Satellite constraints of Nitrogen Oxide (NOx) emissions from India based on OMI observations and WRF-Chem simulations
Accurate NOx emissions are essential for air pollution quantification and mitigation. Combustion processes in the transportation, industrial, and residential sector and emissions from power plants are the dominant anthropogenic sources of NOx. In addition to contributing to the formation of ground-level ozone and fine particle pollution, high levels of NOx are linked with a number of adverse effects on the respiratory system.
A recent study, led by Sachin Ghude, a visiting Scientist with the ACRESP group in 2011/2012, for the first time developed an independent satellite constrained NOx emission inventory for India for 2005 using an inverse technique and iterative procedure. The study combined OMI tropospheric NO2 column retrievals over the Indian region with tropospheric NO2 columns simulated by the WRF-Chem model using the INTEX-B emission inventory. By determining the local relationship between modeled emissions and tropospheric columns and iteratively applying this relationship to OMI observations, an optimized NOx emission inventory was derived on a 0.5°x0.5° grid. The overall total NOx emissions derived for India for 2005 amount to 1.9 TgN y-1, comparable with the estimate of 2.4 TgN y-1 in EDGARv4.1 and 2.1 TgN y-1 (for 2006) in the INTEX-B inventories. Locally and regionally differences, however, can be high. The top-down inventory captures many of the missing hotspots in the original inventory and suggests that the INTEX-B inventory overestimates emissions over the Western and Eastern Indo-Gangetic region and underestimates point sources. Evaluating the effect of the top-down inventory on surface ozone clearly indicates significant changes in the spatial distribution. This study demonstrates the role of satellite retrievals in improving regional emission inventories, specifically over regions where bottom-up approaches have large uncertainties, and the related benefit of better understanding air quality.
These results may have important policy implications for urban/industrial areas in India where NOx emissions are already high and expected to increase in the future with impending demands of energy.

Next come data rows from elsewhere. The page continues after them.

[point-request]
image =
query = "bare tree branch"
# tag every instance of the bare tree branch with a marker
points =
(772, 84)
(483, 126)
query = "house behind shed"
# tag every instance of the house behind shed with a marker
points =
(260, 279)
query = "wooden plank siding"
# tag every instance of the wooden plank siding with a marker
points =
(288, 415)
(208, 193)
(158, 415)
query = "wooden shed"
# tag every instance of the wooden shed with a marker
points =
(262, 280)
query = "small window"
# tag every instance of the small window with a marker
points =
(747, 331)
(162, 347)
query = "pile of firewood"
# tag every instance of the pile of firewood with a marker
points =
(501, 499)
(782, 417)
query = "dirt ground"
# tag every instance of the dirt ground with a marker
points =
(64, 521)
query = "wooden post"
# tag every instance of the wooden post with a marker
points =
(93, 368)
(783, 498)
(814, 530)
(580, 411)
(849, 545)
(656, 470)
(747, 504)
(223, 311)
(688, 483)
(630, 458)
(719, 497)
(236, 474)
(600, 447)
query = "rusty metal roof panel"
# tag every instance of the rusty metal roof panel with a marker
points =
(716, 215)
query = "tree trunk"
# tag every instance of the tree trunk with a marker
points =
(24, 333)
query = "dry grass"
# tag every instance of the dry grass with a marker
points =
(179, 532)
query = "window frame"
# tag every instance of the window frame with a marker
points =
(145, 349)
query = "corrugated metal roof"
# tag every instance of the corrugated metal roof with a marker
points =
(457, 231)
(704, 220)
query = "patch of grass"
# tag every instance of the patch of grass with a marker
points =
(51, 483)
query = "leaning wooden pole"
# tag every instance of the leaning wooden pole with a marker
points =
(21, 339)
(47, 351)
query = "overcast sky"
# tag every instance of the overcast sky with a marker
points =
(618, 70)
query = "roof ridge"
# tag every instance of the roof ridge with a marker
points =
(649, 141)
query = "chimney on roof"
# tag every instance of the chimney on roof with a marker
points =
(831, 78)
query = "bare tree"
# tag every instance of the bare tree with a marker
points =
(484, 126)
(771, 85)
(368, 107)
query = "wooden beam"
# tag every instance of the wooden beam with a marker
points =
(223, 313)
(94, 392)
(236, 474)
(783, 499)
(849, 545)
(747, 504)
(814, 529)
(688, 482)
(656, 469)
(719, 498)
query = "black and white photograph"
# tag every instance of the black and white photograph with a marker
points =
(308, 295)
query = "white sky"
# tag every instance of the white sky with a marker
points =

While there are still remaining uncertainties in the top-down estimate, this method provides a potential basis for mapping and evaluating robust independent NOx emissions and trends, particularly for regions with large uncertainties such as India, and provides important information to air quality modelers and policy makers. This inventory data set is currently available online and users can download this data set in the text format from the website http://www.tropmet.res.in/emission/.
Figure 1. Spatial distribution of NOx anthropogenic emissions from (a) the INTEX-B inventory (b) the optimized top-down inventory and (c) their difference (in 1e11 NO molecules/cm2/s).
Ghude, S. D., G. G. Pfister, C. K. Jena, R. J. van der A, L. K. Emmons, and R. Kumar (2012), Satellite constraints of Nitrogen Oxide (NOX) emissions from India based on OMI observations and WRF-Chem simulations, Geophys. Res. Lett., doi:10.1029/2012GL053926, in press.